Katamari Damacy was a revolutionary kind of game. There was less focus on difficulty and complex systems, and a lot of focus on fun. The graphics were whimsical. The premise was downright silly. The song is stuck in my head — AHH THE SONG! Controls were intuitive and a ton of fun. “Success” meant getting downright ridiculous. So, as the Prince of All Cosmos rolled his Katamari around, with EVERYTHING sticking to it, and you eventually roll around a globe picking up entire continents, gamers geeked out. As a piece of artistic game design, it was brilliant! And it was a budget-priced title at release. And yet, what are the ongoing effects? Where are the other neat, whimsical, budget-priced games? Oh sure, there are a few gems like Braid, but if you asked 95% of XBox 360 owners about it, they’d say “What’s Braid?” So… where’s my revolution, dammit?
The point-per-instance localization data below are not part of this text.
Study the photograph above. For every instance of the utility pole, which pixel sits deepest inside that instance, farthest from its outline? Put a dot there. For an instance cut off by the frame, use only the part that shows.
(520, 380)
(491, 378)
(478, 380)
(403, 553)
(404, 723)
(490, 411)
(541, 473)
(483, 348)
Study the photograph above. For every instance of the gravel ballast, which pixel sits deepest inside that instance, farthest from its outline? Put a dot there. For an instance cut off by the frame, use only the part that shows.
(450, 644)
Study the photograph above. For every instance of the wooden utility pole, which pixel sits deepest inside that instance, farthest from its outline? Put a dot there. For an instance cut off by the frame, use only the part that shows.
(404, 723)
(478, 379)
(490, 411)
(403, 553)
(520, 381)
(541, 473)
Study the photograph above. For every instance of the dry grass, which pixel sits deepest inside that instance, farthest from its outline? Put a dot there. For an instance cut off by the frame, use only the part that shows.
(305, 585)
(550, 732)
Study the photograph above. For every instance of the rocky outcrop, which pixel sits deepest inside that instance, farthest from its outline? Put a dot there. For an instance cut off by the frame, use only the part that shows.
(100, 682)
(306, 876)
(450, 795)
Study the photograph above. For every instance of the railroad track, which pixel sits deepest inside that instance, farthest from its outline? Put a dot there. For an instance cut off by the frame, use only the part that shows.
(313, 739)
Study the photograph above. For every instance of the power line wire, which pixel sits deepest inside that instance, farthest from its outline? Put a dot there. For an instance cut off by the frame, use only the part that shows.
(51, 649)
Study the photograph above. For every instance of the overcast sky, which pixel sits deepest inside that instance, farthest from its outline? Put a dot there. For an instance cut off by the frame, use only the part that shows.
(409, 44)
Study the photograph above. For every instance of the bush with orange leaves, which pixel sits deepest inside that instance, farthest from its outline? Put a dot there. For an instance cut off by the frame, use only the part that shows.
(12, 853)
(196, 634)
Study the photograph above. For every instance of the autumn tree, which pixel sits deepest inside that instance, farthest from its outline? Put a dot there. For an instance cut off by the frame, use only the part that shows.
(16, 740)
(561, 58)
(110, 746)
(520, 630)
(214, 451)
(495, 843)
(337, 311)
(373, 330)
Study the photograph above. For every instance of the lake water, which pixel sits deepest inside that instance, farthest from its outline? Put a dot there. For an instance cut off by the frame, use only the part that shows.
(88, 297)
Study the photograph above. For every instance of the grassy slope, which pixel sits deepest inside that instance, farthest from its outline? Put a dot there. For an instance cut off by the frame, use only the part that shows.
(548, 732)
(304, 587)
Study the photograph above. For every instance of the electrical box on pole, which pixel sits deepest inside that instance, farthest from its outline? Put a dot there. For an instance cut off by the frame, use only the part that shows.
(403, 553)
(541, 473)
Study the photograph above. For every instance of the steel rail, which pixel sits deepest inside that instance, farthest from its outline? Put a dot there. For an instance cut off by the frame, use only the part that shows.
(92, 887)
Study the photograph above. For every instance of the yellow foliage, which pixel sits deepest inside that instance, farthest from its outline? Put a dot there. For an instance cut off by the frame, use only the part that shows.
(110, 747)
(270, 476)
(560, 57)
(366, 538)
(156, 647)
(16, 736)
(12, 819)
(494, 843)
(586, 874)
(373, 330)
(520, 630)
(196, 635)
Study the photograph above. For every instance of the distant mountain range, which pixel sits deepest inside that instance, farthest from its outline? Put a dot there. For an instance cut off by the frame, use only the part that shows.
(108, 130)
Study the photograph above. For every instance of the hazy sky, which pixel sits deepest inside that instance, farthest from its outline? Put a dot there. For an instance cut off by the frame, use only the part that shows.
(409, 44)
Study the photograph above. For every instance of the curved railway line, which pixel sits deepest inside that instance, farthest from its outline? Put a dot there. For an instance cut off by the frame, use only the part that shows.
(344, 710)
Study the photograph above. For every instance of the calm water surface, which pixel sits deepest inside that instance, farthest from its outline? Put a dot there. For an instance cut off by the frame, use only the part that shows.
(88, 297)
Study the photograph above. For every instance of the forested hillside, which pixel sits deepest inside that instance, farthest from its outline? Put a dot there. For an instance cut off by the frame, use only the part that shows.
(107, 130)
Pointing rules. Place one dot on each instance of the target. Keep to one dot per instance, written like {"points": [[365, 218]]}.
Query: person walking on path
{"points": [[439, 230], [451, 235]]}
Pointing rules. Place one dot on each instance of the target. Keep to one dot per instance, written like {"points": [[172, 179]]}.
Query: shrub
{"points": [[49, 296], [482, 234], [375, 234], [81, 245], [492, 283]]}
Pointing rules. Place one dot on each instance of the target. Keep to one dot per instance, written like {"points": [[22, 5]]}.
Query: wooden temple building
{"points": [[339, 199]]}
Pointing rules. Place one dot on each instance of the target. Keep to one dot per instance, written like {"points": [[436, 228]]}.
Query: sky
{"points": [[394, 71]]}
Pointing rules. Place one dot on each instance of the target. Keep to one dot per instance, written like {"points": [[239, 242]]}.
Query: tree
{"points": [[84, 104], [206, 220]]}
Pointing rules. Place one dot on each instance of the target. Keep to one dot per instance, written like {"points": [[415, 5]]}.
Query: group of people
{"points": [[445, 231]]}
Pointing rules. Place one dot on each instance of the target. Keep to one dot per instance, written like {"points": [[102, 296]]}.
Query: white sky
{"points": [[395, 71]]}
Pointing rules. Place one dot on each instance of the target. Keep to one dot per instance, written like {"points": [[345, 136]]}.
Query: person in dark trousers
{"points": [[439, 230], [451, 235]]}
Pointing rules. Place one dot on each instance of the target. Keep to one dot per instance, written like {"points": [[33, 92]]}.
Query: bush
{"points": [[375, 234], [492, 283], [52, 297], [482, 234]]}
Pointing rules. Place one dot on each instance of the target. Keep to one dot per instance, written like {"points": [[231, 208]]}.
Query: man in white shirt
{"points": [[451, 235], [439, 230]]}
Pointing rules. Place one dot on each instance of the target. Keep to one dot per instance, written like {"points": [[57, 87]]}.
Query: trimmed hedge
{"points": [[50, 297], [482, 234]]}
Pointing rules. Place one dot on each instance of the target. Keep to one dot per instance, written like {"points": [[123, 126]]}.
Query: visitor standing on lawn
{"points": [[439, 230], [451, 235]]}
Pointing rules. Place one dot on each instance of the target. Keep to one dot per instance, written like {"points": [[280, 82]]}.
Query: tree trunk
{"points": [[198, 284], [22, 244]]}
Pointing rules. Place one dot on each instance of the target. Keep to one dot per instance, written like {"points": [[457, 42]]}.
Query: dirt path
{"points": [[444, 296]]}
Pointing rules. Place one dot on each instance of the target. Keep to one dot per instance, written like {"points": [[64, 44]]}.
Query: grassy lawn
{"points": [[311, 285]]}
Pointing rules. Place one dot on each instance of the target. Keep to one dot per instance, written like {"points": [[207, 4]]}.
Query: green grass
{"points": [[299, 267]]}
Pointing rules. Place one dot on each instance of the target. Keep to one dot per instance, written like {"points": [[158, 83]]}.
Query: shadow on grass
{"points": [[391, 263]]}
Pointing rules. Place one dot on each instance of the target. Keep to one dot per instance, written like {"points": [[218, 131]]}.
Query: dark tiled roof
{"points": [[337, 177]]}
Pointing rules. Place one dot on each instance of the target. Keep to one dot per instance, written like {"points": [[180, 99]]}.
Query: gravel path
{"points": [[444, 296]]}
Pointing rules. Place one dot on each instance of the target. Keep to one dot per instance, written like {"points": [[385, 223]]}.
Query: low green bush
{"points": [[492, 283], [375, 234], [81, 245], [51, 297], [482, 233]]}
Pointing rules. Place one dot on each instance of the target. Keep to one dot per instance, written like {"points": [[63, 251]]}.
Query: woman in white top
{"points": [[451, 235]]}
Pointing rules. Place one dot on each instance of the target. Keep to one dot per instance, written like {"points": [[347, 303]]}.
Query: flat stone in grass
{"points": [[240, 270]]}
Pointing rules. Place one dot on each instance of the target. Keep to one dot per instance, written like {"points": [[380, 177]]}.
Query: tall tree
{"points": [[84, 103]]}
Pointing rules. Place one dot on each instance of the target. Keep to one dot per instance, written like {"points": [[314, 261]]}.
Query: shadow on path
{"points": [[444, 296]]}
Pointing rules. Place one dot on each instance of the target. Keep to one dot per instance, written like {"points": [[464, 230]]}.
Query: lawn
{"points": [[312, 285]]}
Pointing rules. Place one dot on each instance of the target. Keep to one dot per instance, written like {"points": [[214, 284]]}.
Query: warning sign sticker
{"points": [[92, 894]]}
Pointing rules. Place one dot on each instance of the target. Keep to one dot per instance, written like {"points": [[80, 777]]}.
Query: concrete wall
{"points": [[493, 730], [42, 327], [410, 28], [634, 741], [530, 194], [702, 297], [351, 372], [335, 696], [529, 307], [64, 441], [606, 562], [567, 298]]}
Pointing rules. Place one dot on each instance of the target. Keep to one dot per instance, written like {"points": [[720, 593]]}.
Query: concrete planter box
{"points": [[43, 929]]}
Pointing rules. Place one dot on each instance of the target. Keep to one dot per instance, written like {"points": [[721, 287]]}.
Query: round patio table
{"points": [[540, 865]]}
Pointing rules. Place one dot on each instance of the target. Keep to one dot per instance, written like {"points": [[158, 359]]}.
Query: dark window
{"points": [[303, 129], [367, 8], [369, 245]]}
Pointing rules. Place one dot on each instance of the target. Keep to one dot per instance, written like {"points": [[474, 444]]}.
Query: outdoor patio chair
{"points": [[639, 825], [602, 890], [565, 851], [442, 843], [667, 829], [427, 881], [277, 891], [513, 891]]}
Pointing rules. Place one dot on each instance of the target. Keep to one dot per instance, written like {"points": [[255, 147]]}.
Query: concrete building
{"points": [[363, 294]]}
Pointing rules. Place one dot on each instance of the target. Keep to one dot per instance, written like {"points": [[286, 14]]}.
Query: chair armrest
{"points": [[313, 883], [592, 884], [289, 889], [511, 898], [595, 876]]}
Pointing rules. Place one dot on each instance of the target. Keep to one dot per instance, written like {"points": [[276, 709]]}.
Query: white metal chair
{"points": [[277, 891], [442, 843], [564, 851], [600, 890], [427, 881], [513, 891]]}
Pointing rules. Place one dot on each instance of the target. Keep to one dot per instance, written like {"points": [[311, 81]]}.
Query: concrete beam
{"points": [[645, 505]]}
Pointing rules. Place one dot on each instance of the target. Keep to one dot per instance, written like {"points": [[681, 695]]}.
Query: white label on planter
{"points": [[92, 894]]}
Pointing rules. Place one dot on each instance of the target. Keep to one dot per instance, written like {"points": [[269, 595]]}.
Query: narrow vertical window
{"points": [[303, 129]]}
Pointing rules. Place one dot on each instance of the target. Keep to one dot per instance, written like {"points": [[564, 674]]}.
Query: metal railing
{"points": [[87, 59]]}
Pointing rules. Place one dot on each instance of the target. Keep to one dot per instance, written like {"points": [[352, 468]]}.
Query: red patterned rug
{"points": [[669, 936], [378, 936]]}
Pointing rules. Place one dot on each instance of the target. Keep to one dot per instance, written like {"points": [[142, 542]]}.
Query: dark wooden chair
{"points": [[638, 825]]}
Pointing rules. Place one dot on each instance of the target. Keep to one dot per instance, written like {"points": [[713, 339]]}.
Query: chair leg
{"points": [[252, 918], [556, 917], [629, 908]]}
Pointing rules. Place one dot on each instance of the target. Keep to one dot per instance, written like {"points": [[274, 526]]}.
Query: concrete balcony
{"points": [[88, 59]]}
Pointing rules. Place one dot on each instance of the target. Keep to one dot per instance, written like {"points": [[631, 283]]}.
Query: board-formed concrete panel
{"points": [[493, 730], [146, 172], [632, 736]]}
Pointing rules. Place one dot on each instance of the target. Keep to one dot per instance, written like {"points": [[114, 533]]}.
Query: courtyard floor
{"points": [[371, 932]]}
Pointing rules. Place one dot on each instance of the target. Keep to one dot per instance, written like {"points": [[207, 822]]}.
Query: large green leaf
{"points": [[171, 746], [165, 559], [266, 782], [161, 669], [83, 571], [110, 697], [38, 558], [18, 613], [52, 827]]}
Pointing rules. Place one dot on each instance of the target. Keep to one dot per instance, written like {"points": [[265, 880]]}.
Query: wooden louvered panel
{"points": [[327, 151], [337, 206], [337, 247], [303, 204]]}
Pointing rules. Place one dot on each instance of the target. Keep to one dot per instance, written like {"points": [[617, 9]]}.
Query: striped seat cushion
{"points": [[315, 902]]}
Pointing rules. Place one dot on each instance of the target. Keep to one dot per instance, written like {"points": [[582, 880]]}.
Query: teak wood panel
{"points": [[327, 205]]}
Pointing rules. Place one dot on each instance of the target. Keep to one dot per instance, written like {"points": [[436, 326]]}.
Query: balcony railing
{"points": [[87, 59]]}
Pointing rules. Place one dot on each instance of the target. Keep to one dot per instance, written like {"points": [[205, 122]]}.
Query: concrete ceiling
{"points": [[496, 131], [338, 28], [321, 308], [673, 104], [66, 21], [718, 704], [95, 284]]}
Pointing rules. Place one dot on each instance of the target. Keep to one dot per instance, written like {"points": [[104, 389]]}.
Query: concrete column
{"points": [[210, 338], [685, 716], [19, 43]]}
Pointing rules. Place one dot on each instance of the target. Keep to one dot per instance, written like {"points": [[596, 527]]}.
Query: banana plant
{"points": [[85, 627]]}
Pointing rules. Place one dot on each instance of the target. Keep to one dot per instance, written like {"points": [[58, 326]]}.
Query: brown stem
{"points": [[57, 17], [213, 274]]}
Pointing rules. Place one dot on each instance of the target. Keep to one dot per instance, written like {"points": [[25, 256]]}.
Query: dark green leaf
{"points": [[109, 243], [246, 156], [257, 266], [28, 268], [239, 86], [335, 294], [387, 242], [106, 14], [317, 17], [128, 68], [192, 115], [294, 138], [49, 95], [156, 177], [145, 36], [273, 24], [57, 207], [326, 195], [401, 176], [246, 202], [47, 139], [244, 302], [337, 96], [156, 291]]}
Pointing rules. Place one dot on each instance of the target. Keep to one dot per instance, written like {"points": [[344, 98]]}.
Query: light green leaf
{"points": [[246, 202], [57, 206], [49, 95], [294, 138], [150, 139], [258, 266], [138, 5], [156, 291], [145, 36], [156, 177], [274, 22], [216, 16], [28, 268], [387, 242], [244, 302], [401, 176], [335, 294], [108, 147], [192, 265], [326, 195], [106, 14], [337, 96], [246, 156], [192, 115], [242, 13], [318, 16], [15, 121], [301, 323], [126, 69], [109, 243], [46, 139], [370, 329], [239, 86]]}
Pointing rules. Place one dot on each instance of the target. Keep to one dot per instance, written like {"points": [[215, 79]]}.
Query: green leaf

World of Warcraft (a game which needs no Wikipediazation) has clearly revolutionized the MMORPG genre. Gameplay and design? YADC – Yet Another Diku Clone. Very little real advancement of the idiom, genre, or mechanics. Graphics and presentation are about on-par with slightly older games (which is a good thing, as it massively increases the number of systems that can run it well). If you presented me the naked design, I’d guess that the game was awful. But in practice, the execution was just so excellent that it’s redefined the genre. Thanks, Blizzard — the AAA MMORPG is now forever doomed! After WoW’s 10+ million subscribers, no title costing tens of millions of dollars will be satisfied with a paltry few hundred thousand, which WAS the bar for success before! Now, no responsible AAA development company can risk much deviation from the established pattern of success. A pox on the revolution!
Civilization ushered in the golden days of PC gaming simulation games. The series progressed over time, usually growing slightly in scope or complexity. And it never really made the jump to mainstream… although a slightly slimmed-down version is now on the current consoles. Revolutions happen in unexpected times and places!
What will be the next Tiny Revolution?